I’ve seen a lot of early career people teaching — of course, I was once one of them, like us all, back when, at the University of Tennessee in the early 1990s, I would write out entire lectures the day or night before and then read them each class, sticking closely to my text — and they unfortunately share a trait with some of their older, supposedly experienced colleagues: they’re proclaimers. Sitting at the back of a classroom, during the typical practice teaching moment for a job interview (something we require in our Department, along with a research presentation and a variety of other steps that comprise the typical on-campus job interview today), I’ve heard my share of candidates talk about methodological this and ontological that, hierophanies abound as do ideologies, and liminalities, and transcendental epistemologies, not to mention some post-structuralist ennui. But in the midst of the technical vocabulary I often find people who do not yet know how to teach but who, instead, are equipped only to tell people what they themselves already happen to know.
In a word, they’re proclaimers.
It makes sense that many early career people adopt this style, of course, and they’re not to be blamed. (I tend to think I’m writing this post more for graduate supervisors than graduate students, to be honest.) That’s because much of their training has been focused on highly detailed, precise situations, learning everything they can about them, reading and citing all the relevant literature so that, at least in the footnotes, they communicate to their doctoral committee members and eventual examiners that they ought to be credentialed since they know what they’re talking about. (And voila, a budding manuscript that, eventually, an acquisition editor judges as “reading too much like a dissertation,” but that’s another post….) And not just the people they read or for whom they write but also many who they hang out with, and talk to over coffee or a beer, also know a fair bit about their object of study, the tools they’re using, the problems they’re trying to solve, and so they have the luxury of detail, of specificity, of expertise, of nuance; but it is a benefit they quickly lose when at the front of a room filled with first year students (or when writing a grant application to be judged by people outside their field, so grant-writers: listen up as well). For these students all come from a variety of disciplines and happen to be taking a 100-level course in our Department for a core curriculum Humanities credit — the situation into which we place our job hopefuls.

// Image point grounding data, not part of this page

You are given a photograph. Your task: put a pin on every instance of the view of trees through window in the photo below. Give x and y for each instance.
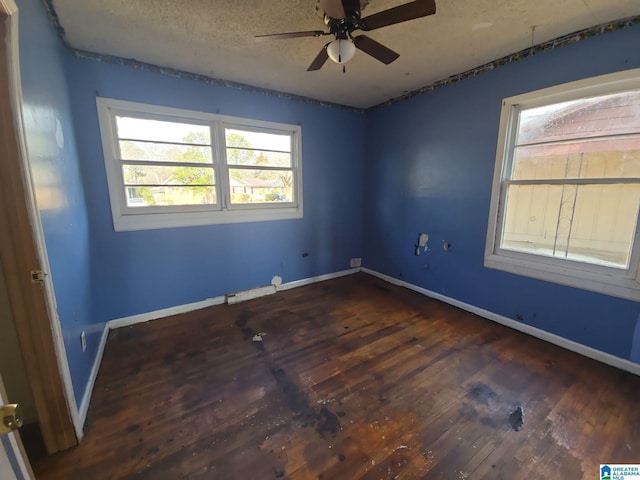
(574, 188)
(167, 163)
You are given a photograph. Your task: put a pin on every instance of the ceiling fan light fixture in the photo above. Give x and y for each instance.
(341, 51)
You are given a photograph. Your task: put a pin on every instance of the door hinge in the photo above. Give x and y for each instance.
(37, 276)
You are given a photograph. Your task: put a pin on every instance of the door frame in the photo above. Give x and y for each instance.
(23, 250)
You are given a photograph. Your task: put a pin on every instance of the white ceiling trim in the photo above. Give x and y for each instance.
(558, 42)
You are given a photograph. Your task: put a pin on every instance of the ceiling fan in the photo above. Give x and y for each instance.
(343, 17)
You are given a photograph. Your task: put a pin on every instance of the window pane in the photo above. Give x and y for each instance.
(613, 114)
(159, 175)
(257, 140)
(260, 186)
(237, 156)
(170, 195)
(162, 152)
(161, 131)
(587, 223)
(595, 158)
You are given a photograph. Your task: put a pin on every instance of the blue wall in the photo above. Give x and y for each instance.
(142, 271)
(430, 167)
(58, 184)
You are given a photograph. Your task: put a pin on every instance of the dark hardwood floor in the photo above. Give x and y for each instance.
(353, 379)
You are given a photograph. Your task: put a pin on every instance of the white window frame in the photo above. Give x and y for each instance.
(127, 218)
(607, 280)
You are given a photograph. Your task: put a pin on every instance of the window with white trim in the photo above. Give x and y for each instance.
(566, 192)
(170, 167)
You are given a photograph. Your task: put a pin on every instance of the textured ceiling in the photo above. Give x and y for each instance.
(215, 38)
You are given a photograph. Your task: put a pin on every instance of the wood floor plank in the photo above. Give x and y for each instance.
(352, 379)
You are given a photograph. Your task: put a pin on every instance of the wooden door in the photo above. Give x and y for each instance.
(23, 254)
(14, 464)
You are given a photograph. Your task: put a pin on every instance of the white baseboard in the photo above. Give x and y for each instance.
(88, 391)
(244, 295)
(319, 278)
(165, 312)
(576, 347)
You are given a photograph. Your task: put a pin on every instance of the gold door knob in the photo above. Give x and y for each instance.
(10, 419)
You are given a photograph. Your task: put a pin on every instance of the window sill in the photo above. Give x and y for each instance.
(617, 286)
(151, 221)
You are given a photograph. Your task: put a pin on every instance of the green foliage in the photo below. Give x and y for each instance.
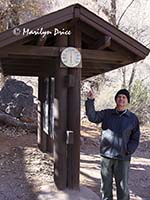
(140, 102)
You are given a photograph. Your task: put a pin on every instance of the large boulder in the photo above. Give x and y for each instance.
(17, 101)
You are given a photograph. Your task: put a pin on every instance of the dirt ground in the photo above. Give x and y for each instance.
(24, 169)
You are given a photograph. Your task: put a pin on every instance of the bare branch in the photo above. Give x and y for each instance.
(124, 12)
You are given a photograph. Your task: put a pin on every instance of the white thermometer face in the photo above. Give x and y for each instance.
(71, 57)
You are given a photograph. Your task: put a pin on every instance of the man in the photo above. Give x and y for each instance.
(120, 138)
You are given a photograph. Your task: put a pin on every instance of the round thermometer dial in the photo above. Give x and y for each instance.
(71, 57)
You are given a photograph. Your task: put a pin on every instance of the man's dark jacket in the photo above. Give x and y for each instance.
(120, 133)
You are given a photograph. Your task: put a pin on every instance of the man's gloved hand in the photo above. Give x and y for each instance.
(90, 94)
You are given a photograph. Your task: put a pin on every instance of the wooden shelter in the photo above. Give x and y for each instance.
(25, 53)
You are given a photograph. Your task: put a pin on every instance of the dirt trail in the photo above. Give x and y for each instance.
(24, 169)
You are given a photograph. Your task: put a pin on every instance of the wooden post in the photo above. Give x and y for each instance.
(41, 136)
(60, 156)
(73, 118)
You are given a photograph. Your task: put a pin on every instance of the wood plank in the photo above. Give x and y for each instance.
(73, 117)
(117, 35)
(42, 136)
(60, 151)
(53, 52)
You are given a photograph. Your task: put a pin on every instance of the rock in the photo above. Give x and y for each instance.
(17, 103)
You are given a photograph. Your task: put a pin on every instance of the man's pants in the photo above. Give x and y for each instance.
(119, 169)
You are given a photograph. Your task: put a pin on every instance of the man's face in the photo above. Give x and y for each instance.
(121, 100)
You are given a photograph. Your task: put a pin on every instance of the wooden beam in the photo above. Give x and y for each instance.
(60, 149)
(41, 136)
(73, 117)
(41, 52)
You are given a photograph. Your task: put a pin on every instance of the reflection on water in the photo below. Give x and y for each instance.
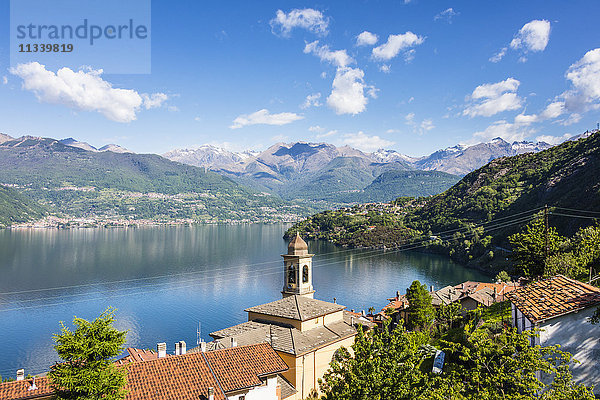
(165, 280)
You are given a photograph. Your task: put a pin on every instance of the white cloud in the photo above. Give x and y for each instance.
(84, 90)
(330, 133)
(263, 117)
(364, 142)
(310, 19)
(347, 94)
(585, 78)
(154, 100)
(505, 130)
(553, 139)
(498, 56)
(395, 44)
(447, 15)
(427, 125)
(312, 100)
(493, 98)
(533, 36)
(279, 138)
(366, 39)
(339, 58)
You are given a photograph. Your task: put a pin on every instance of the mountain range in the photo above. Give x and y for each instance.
(322, 171)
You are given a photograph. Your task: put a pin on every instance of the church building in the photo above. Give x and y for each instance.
(304, 331)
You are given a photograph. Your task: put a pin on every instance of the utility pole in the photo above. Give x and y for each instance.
(546, 231)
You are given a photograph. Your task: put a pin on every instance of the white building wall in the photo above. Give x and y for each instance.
(578, 336)
(265, 392)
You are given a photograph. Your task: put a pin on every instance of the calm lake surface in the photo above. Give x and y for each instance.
(165, 280)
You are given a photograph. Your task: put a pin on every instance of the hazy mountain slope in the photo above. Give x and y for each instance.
(16, 208)
(393, 184)
(565, 175)
(77, 182)
(461, 160)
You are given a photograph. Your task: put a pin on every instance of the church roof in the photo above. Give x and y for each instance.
(285, 339)
(297, 244)
(298, 308)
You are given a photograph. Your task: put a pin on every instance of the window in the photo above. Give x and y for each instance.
(305, 274)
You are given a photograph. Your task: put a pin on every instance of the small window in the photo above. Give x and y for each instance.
(305, 274)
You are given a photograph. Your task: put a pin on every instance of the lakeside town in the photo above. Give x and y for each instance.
(288, 347)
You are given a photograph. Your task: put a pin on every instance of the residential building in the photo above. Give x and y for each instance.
(238, 373)
(304, 331)
(561, 308)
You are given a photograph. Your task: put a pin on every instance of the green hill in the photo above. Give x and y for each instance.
(16, 208)
(511, 190)
(78, 183)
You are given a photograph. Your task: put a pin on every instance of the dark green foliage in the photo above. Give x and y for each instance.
(503, 196)
(420, 313)
(532, 247)
(87, 371)
(480, 364)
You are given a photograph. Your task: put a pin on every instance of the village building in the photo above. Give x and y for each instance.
(561, 308)
(239, 373)
(304, 331)
(469, 294)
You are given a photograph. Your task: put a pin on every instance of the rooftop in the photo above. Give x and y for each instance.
(184, 377)
(286, 339)
(553, 297)
(297, 308)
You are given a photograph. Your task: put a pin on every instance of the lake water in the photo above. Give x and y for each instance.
(165, 280)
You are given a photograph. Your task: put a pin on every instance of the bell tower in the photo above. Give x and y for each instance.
(297, 267)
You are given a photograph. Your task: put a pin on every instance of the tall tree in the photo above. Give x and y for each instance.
(533, 246)
(420, 313)
(87, 371)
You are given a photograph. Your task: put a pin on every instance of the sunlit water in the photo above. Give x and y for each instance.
(165, 280)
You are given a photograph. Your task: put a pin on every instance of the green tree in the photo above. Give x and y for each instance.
(529, 248)
(502, 277)
(87, 371)
(420, 313)
(385, 366)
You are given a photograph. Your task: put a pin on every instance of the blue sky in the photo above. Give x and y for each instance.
(244, 75)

Because, like a lot of Departments, our bread and butter derives from the number of majors we recruit and graduate but also the total number of students we teach each semester (i.e., the credit hours we generate); so one of the ways we’re judged by the administration (i.e., one of the ways we successfully recreate the conditions in which we do so many other interesting things as well) is the degree to which we help to serve the total undergraduate population, offering not just Humanities core courses but also core Writing courses or Honors classes in support of the large number of students on campus recruited by the Honors College. Since the study of religion, as practiced on a public university’s campus, is not generally an option in U.S. secondary education, the vast majority of students who eventually gravitate to our Department (whether for one course or an entire major) are people who find us in the 100-level course, when they’re 18 or 19, probably having never before heard of what we do — they very people that most of us once were ourselves. So while looking for a specialist who will hopefully gain tenure someday and make a lasting contribution to the field are high on my list as a Department chair, you can likely guess that I’m also looking for someone who persuades me that, in the classroom, they can re-imagine themselves as that novice they too once were and can then usher others along to join them where they now are.
Of course there are Departments looking for this or that specialist who will only teach this or that specialty — maybe offering broader courses on it in the lower-level but doing nothing but narrowing the gaze across all the rest of their teaching (you know, the survey of that sub-field in the 100-level and then eventually running small graduate seminars and supervising dissertations on a very tiny slice of the same thing, never teaching, say, a world religions course or anything but their specialty); but like many Departments (lots of which are far smaller than our own, which will have seven tenure-track faculty as of the Fall 2014 semester, two of whom have small cross-appointments to other units), our life blood is found in the ability to attract the interest of people who’ve never heard of what we do (some colleagues and some administrators fall into that category as well, but that too is probably best left to another post…); so I value the ability of getting students interested in a set of skills and a place to use them that they may have never even thought of before.
Proclaimers strike me as not doing a very good job of that. They tend to distance students, in my experience, for they present the destination as a fait accompli. (Question: would I use that French phrase in a class without a quick translation…? For more is being taught in our classrooms than just the technical information of our field, a fact apparent when I get students to report on the new vocabulary they learned in a reading — often they are far from technical terms in our discipline.) In other words, they often don’t show them how to get there from where the students are now. (That is, a map to a destination is different from a guide book that you use once you’re there.) That you know thus becomes more important than how you know, and I tend to think that the latter is far more important — after all, you can always look up facts online or in an encyclopedia. So I think that proclaimers tend to have forgotten the path they themselves took, an incremental path over a decade or more, of course, which may have been so glacial slow and steady that it’s easy (or, as an attempt to authorize oneself today — an issue often more pressing at the start of ones career — perhaps we should say “tempting”) to overlook the tremendous change that has taken place in their own knowledge and skills.
So the trick to being a good teacher, I tend to think, no matter what stage of career you’re at, is not to forget the long hard road you yourself took to get to a place where you take for granted that you can talk about phenomenology (much less say it and spell it correctly); for to the newcomer that you once were this word is probably just sound that you’re hearing, with nothing to tether it to, and for all you know it starts with an F.
Having said all this, I can’t close without noting that I’ve seen some great early career teachers in my time, of course, and I’ve even been lucky enough to work with some of them, though I’ve seen yet others who came here for an interview go elsewhere and have great careers; I tend to think they’re all successful in the classroom because they see themselves as co-conspirators with their students, able to — for example — re-imagine the first time they read some text, bumped up against some idea, or watched some documentary in class. Their students know that they’re moving with their professor and not trailing behind.